(NY在住ジャーナリスト・シェリーめぐみ)

 ニューヨークのロックダウンと自宅待機が始まった3月22日以降、多くの人はこれまでと全く違う生活を余儀なくされている。筆者も1週間に1度の買い物以外は家にこもる生活。友人には全てをデリバリーで済ませ、全く外に出ない人も少なくない。

 子供がオンライン授業を受ける隣で親はテレワークしている。その合間にZoomのヨガやダンスのクラスを受け運動不足を解消する。ロックダウン直後にはエクササイズマシンがよく売れ、使わなくなったマシンをレンタルするジムも出た。

 一方、これまでできなかったことをしようと、楽器の練習を始める人、映画を見まくる人。暇な時間を生かしてプランターでガーデニングしようという人も増え、パニック・プランティングと呼ばれたりしている。
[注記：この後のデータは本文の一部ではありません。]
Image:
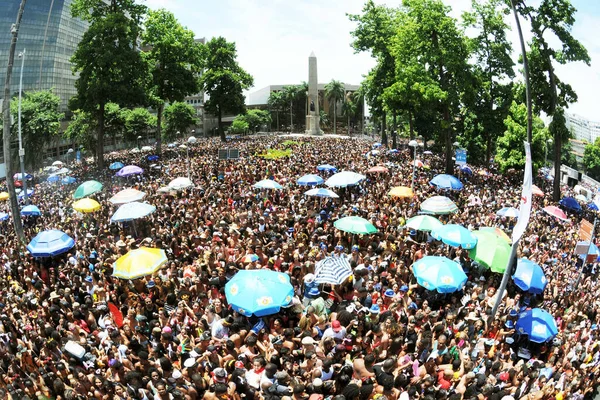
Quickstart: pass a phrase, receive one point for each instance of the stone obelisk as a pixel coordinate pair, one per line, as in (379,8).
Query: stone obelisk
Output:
(312,119)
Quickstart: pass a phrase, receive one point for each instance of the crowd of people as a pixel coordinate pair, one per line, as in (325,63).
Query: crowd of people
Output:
(379,335)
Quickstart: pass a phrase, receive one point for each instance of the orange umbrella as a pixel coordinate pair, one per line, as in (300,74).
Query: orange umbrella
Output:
(537,191)
(378,169)
(401,191)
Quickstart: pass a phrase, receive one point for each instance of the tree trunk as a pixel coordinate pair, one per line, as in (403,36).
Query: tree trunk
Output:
(100,137)
(394,133)
(10,185)
(159,112)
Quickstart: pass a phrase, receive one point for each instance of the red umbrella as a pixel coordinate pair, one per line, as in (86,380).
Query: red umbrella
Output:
(556,212)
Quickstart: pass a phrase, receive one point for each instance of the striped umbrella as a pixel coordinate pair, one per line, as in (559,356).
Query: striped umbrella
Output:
(332,270)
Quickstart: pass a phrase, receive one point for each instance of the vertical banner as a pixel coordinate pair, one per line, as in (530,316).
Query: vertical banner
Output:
(461,156)
(525,209)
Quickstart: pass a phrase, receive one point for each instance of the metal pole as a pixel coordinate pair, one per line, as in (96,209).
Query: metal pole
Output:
(21,150)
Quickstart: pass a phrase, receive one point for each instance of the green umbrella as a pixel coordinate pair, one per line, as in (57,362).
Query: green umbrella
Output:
(355,225)
(424,223)
(86,189)
(491,251)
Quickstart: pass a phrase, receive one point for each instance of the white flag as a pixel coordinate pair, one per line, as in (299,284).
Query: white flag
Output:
(525,209)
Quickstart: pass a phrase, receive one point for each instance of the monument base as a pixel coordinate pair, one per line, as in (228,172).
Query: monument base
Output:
(312,122)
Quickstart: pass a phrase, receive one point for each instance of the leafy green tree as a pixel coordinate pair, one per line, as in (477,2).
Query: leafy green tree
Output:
(510,152)
(492,74)
(174,59)
(239,125)
(179,117)
(335,92)
(276,102)
(591,159)
(223,80)
(40,123)
(109,65)
(549,93)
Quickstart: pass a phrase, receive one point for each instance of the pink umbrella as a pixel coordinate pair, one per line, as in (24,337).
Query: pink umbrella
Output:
(556,212)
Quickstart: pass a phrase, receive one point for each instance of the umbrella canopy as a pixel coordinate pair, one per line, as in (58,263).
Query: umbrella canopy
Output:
(509,212)
(379,169)
(139,262)
(356,225)
(129,170)
(556,212)
(332,270)
(455,235)
(131,211)
(438,205)
(321,192)
(267,184)
(259,292)
(530,277)
(570,204)
(30,210)
(439,273)
(402,192)
(326,167)
(181,183)
(86,205)
(538,324)
(492,250)
(445,181)
(424,223)
(86,189)
(116,166)
(50,243)
(344,178)
(127,196)
(537,191)
(310,180)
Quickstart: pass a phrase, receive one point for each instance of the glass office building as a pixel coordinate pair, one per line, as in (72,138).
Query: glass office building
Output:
(50,36)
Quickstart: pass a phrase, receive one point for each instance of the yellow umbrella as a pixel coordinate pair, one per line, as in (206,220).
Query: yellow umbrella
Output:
(139,262)
(86,205)
(401,191)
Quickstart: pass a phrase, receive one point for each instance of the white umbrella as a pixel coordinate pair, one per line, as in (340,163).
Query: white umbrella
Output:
(181,183)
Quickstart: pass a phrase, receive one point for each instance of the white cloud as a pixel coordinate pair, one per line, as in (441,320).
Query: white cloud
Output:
(275,37)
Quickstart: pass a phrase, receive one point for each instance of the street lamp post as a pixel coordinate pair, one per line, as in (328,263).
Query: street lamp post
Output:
(21,149)
(413,144)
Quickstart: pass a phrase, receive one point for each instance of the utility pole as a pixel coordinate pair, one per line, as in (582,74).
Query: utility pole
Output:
(14,205)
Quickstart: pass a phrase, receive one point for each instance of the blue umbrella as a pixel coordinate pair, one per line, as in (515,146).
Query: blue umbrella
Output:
(131,211)
(259,292)
(439,273)
(267,184)
(30,210)
(509,212)
(67,180)
(326,167)
(530,277)
(321,192)
(455,235)
(538,324)
(116,166)
(444,181)
(570,203)
(309,180)
(50,243)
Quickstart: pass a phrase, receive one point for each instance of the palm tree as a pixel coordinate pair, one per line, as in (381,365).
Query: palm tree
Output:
(334,91)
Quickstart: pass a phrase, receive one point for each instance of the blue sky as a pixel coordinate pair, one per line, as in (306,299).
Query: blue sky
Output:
(275,37)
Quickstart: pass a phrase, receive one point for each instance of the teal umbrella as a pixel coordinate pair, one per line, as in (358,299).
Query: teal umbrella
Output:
(87,189)
(356,225)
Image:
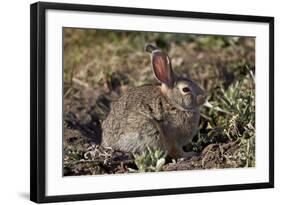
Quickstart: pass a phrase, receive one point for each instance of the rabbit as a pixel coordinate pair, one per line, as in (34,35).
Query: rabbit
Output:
(162,117)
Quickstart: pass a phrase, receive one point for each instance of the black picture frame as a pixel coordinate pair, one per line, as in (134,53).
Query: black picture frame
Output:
(38,100)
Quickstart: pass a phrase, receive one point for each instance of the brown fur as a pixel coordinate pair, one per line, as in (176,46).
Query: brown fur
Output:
(163,117)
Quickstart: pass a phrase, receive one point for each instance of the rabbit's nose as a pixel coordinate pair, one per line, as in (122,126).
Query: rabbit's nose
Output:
(200,99)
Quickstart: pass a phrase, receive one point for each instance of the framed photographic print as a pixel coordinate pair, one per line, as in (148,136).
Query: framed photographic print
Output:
(129,102)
学生の中には、Housepartyなどのアプリを使ってバーチャルパーティーを楽しんでいる者もいる。

 また家族がこれほどの長い時間一緒にいることは初めてで、親子や夫婦の絆が深まったという人もいれば、逆に夫婦仲が決定的にダメになりコロナ離婚という言葉も生まれている。

 NYではZoomで婚姻届を出せるシステムも始まった。

 そんな中で、ある事実に気づく人も増えている。自宅待機は特権だ――と。

 日本も同じかもしれないが、この国で自宅待機しているのは基本ホワイトカラーだ。「ホワイトカラー自主隔離」という言葉もある。この状況でも外に出て働いているのは、医療関係者、養護施設の職員、警察官、公共交通機関の職員、ウーバー・ドライバー、スーパーマーケットの店員、食品や日用雑貨を運ぶトラックドライバー、配達員、清掃員などである。

 最前線ワーカーと呼ばれる彼らは、それだけ外に出て人と接しているから感染する可能性も高い。中でもニューヨークでは、地下鉄など鉄道職員80人以上が犠牲になっている(4月24日時点)。

 そして最前線ワーカーの4割は白人以外の人種で、3分の2は女性、3分の1が低所得者。別のデータでは、ニューヨークを含めアメリカ各都市ではコロナの犠牲になっているのも有色人種、特にヒスパニック、アフリカン・アメリカンの死者が人口比率に比べて高い。感染リスクを冒して働いていれば当然だろう。

 一方、多くの富裕層が、ウイルスのない遠隔地のリゾートなどで何不自由ない生活を送っている。ニューヨークの大病院のCEOが、医療崩壊の最中にフロリダの豪邸にいるとは何事かと怒る人、自宅からテレビ出演するセレブの家が豪邸ばかりでうんざりしたという人も少なくない。

 アメリカではコロナによってこうした格差がますます明白になっている。同じ自宅待機でも、ネット環境や家の広さなどが大きな差を生む。「パンデミック・カースト」という言葉も生まれている。

 日本に関してはここに数字がなくて恐縮だが、自宅待機されている人は時々、家にいたくても働かなければならない人のことを考えてみてはどうだろうか。最前線で働いていらっしゃるみなさんがいるからこそ家にこもれるのである。しっかりこもればこもるほど感染者は減るわけだから、自分だけでなく彼らの命や健康を守ることにもつながる。

 そして何より日本の最前線ワーカーの皆さんには感謝と拍手喝采を送りたいのはもちろん、それなりの手当が支払われていて欲しいと心から願っている。